Je voudrais rebondir sur les interventions de Claude et de Christian qui rejoignent mes préoccupations sur la diffusion des idées progressistes qu’on sent s’agiter à fleur de réalité mais qui ne parviennent pas à en percer la lourde peau pour émerger au soleil …
Nous sommes nombreux, plus qu’on le croit, à réfléchir et avoir des idées de toutes sortes tendant à la construction d’une société différente, ce n’est pas le problème.
Non, le problème, c’est leur circulation.
Osons une image : les idées sont comme des ondes, elles se propagent dans un champ qui leur sert de support, un champ sans contraintes leur permettant de se disperser également dans tous les sens autour de leur point d’origine. Voir les ronds dans l’eau alors qu’on vient d’y lancer un caillou, tout le monde connait ça, même et surtout les enfants.
Si rien ne se passe, même si le projectile a une énergie de comète, c’est la nature du champ qui pèche !
Nous sommes exactement dans cette situation alors que de graves événements sont survenus durant les années passées, précédant cette pandémie, qui auraient dû secouer le continuum comme un prunier, mais rien !
Le champ d’ondes n’a pas disparu pour autant, il a tout simplement été distendu par des idées extrêmement puissantes qui l’ont orienté de façon à ce qu’un seul sens de propagation soit possible. Le champ libre de la pensée humaine a été vectorisé par une pensée unique qui oriente tout dans son sens. Avez-vous déjà essayé de vous déplacer dans un vignoble : tout va bien dans le sens des rangées, ça se corse sévèrement si vous souhaitez diverger, ça devient du steeple-chase !

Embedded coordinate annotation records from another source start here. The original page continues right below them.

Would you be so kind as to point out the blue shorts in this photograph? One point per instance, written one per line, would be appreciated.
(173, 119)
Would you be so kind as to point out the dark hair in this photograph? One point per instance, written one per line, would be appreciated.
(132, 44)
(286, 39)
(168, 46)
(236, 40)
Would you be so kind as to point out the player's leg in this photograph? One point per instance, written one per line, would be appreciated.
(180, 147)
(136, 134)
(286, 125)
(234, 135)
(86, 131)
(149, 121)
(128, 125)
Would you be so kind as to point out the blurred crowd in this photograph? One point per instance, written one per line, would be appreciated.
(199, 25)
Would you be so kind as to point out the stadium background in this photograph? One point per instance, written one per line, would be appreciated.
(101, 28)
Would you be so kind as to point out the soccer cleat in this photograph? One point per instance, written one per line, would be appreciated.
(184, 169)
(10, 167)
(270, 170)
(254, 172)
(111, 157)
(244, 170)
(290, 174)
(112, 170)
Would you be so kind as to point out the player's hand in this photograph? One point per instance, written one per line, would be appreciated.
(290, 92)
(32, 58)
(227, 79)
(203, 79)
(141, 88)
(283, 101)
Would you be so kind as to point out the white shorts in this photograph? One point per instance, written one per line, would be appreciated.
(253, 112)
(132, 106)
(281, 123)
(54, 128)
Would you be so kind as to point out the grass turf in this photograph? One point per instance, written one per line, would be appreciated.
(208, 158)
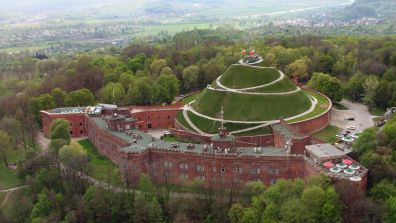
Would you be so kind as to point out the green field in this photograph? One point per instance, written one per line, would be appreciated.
(284, 85)
(190, 98)
(328, 134)
(238, 76)
(182, 121)
(251, 107)
(212, 127)
(2, 195)
(340, 106)
(101, 167)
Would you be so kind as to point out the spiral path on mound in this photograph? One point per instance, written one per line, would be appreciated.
(260, 124)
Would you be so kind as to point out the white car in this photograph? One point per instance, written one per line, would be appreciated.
(351, 128)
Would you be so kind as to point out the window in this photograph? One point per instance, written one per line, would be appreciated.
(184, 176)
(255, 170)
(200, 168)
(168, 164)
(201, 177)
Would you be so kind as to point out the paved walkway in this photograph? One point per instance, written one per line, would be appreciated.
(261, 124)
(236, 90)
(313, 100)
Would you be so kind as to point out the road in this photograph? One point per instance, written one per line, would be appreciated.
(363, 118)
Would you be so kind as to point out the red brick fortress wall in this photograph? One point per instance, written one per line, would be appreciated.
(155, 117)
(76, 120)
(228, 171)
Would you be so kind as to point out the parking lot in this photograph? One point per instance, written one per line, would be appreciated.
(357, 111)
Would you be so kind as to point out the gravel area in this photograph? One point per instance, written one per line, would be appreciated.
(358, 111)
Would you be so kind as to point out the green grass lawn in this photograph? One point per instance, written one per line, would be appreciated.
(101, 167)
(377, 119)
(9, 177)
(2, 196)
(212, 127)
(377, 111)
(284, 85)
(183, 122)
(190, 98)
(328, 134)
(237, 76)
(256, 132)
(340, 106)
(322, 106)
(251, 107)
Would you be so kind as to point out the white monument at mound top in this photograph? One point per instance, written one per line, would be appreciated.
(251, 58)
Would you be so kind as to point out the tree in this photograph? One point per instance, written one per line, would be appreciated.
(141, 92)
(42, 207)
(156, 66)
(390, 129)
(60, 129)
(136, 63)
(5, 146)
(327, 85)
(298, 69)
(235, 213)
(145, 184)
(370, 86)
(190, 77)
(59, 96)
(113, 93)
(249, 216)
(383, 190)
(43, 102)
(355, 86)
(167, 71)
(391, 205)
(271, 60)
(155, 211)
(165, 88)
(13, 128)
(312, 199)
(331, 211)
(82, 97)
(126, 79)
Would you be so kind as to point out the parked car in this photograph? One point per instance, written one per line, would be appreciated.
(351, 128)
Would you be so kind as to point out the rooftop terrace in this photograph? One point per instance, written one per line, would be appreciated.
(139, 141)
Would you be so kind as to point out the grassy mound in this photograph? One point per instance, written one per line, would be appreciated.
(210, 126)
(284, 85)
(239, 76)
(244, 107)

Je crois que notre difficulté provient de la marque terrible du néolibéralisme et de ses sous-produits, individualisme et propagande omniprésente, manque d’éducation et ignorance politique, sur la pensée collective qui ne sait plus s’exprimer librement et revient immanquablement dans ce sillon si bien creusé, si confortable.
S’il est toujours possible à des esprits agiles d’avoir des idées ou d’en changer, c’est une autre paire de manche de s’attaquer à leur champ, c’est-à-dire à la société dans laquelle elles sont censées se propager. On change d’échelle et on ne peut pas lutter seul, il est impératif d’agglomérer les luttes individuelles jusqu’à une dimension apte à exister face à un ennemi si puissant.
Donc, on ne se barre pas, on ne reste pas dans son trou, on se reparle, on sort des égo-forteresses, on cesse de se chamailler sur des détails, on s’organise, on s’accorde sur une idée de société future pour enfin combattre en nombre avec une idée de manœuvre et des armes communes.